Depuis des décennies, l'innovation pharmaceutique est porteuse d'avantages considérables pour la santé et l'économie. Les médicaments contribuent à prolonger notre espérance de vie, combattre des centaines de maladies et améliorer notre qualité de vie. Ces avantages se traduisent par des individus en meilleure santé, plus productifs et travaillant plus longtemps, ce qui a des répercussions positives sur l'ensemble de l'économie.

Ces jours-ci, les sociétés d'innovation pharmaceutique traversent la pire période de turbulence de leur histoire. Depuis 2009, l'échéance de nombreux brevets de produits innovateurs majeurs a occasionné des pertes de revenus colossales avoisinant les 6,5 milliards de dollars au Canada.

Au niveau mondial, le nombre de nouvelles entités moléculaires stagne, tandis que les coûts de développement et de commercialisation augmentent de façon exponentielle. La concurrence internationale s'intensifie sans cesse et le contexte réglementaire (approbation, propriété intellectuelle, remboursement) est plus restrictif et incertain que jamais.

Résultat: non seulement l'industrie ne crée plus d'emplois, elle en élimine même par centaines. Alors que 3500 emplois avaient été créés dans le secteur pharmaceutique au Québec entre 1991 et 2006, la tendance s'est carrément inversée depuis, alors que 2800 pertes d'emploi nettes ont été subies de 2006 à 2011, sans compter les autres coupes effectuées depuis un an. Il faut savoir qu'au Québec, la part de ce secteur dans l'économie est deux fois supérieure à son importance dans l'emploi total, ce qui alourdit d'autant le bilan de ces pertes d'emplois.

S'il est possible que les nouvelles mesures annoncées dans le budget du Québec (bonification du crédit d'impôt, enveloppe pour des projets de recherche) contribuent à atténuer cette crise, il demeure que l'abolition de la règle de 15 ans fera mal non seulement à l'industrie, mais aussi à l'économie du Québec. Déjà en 2005, cinq économistes concluaient que l'abandon de cette règle «aurait pour effet de réduire de façon récurrente le PIB réel du Québec de 340 millions de dollars».

Dans un contexte économique difficile et où les enjeux sont nombreux et complexes, il faut souhaiter que les décideurs publics travaillent de concert avec les entreprises novatrices afin d'améliorer leur environnement légal, fiscal, économique et réglementaire. Dans l'élaboration de ces réformes, ils devraient considérer l'ensemble des avantages et coûts économiques liés à ces innovations pour la société, et non pas les seules entrées et sorties d'argent pour l'État.
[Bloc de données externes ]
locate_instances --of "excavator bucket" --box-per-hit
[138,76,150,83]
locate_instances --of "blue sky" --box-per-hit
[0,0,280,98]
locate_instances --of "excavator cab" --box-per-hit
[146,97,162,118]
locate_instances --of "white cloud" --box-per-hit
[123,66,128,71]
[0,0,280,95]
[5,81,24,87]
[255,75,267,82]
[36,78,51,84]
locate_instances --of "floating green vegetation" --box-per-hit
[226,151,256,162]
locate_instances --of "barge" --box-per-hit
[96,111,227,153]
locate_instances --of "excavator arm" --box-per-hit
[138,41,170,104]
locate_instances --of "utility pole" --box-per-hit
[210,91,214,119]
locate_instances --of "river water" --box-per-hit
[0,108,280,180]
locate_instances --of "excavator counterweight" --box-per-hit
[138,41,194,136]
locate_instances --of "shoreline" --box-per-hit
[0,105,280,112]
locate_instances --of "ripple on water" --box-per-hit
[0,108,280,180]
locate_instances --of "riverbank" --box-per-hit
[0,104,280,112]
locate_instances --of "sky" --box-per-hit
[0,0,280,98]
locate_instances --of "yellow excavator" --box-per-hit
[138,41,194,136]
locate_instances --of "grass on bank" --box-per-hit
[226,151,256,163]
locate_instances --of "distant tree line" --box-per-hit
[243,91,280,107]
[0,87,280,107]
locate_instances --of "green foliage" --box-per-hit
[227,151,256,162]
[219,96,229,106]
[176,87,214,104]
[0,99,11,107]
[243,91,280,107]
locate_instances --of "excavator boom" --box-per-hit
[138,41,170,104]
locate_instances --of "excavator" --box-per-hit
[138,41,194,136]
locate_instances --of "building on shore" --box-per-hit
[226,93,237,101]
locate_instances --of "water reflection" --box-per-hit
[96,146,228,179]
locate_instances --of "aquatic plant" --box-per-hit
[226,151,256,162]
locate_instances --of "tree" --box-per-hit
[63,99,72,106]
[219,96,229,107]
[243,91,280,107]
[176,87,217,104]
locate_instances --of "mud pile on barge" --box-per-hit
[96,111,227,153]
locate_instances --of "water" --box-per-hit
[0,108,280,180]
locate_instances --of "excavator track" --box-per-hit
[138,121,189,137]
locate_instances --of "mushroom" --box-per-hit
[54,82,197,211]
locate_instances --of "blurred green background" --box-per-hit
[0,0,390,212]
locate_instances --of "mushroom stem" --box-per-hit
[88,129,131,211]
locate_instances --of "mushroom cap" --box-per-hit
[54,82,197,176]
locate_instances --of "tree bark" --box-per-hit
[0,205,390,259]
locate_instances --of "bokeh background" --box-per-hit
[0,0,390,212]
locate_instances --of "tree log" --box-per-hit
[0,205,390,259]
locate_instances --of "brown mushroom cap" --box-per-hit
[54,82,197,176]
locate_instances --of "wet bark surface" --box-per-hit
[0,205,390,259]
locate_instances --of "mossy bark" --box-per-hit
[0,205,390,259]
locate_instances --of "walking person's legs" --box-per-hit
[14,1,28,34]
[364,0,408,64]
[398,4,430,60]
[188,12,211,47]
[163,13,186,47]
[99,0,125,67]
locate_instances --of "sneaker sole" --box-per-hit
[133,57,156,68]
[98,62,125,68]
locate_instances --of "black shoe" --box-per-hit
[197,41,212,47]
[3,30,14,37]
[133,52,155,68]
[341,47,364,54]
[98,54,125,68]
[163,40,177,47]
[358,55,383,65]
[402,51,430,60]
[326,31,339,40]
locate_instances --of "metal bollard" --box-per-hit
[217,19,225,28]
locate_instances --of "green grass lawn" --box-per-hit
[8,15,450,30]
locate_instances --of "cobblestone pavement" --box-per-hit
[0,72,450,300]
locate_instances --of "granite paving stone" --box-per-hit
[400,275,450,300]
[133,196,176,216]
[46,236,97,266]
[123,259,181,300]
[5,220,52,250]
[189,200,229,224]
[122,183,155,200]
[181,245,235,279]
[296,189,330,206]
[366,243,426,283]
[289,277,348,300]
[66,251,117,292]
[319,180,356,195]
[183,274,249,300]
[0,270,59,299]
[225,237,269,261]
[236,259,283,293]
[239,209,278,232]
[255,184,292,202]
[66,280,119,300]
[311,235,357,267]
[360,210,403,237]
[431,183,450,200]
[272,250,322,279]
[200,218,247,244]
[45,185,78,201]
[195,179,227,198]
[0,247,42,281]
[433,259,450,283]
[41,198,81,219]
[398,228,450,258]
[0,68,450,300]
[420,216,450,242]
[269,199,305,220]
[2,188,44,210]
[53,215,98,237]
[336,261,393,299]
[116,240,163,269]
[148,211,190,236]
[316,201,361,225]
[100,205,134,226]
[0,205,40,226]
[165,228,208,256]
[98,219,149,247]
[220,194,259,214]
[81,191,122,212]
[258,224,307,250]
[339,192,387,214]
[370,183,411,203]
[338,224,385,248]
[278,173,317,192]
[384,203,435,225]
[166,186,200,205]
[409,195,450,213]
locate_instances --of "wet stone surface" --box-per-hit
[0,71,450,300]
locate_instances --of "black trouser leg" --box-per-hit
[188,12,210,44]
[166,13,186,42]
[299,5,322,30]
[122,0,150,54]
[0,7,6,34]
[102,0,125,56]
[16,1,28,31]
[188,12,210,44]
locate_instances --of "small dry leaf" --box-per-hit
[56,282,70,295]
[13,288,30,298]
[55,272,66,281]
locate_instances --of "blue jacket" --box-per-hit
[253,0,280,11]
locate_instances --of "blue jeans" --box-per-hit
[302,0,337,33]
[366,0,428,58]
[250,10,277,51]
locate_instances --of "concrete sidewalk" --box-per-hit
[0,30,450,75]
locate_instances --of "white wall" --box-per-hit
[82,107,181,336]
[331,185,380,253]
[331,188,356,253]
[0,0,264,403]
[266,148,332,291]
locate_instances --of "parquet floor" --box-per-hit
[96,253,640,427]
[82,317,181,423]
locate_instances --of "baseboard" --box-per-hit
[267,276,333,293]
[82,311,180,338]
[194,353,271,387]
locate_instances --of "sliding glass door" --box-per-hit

Cela étant, malgré les bienfaits considérables que génère l'innovation pharmaceutique pour nos sociétés, certaines perceptions incorrectes subsistent, incluant les deux suivantes qu'il vaut la peine de rectifier.

Mythe 1: les coûts en médicaments explosent et sont la principale source de hausse des coûts en santé. La réalité est exactement l'inverse. Selon le Canadian Health Policy Institute, les médicaments innovateurs sont l'item ayant augmenté le moins dans les budgets en santé depuis 2004-2005. Aussi, les médicaments ne représentent que 8% du budget total de la santé, dont environ 60% en nouveaux produits et 40% en génériques. Également, les prix des médicaments innovateurs au Canada sont moins élevés que les prix moyens et médians internationaux et ont diminué en termes réels depuis 1988.

Mythe 2: la croissance des dépenses en médicaments est beaucoup plus rapide que celle de l'économie. Si cela était vrai jusqu'en 2003, cette tendance est maintenant à la stagnation et pourrait même s'inverser sous peu. La perte des nombreux brevets, l'utilisation accrue des produits génériques et les nouvelles règles sur les prix de ces génériques contribueront à limiter cette croissance pour encore quelques années.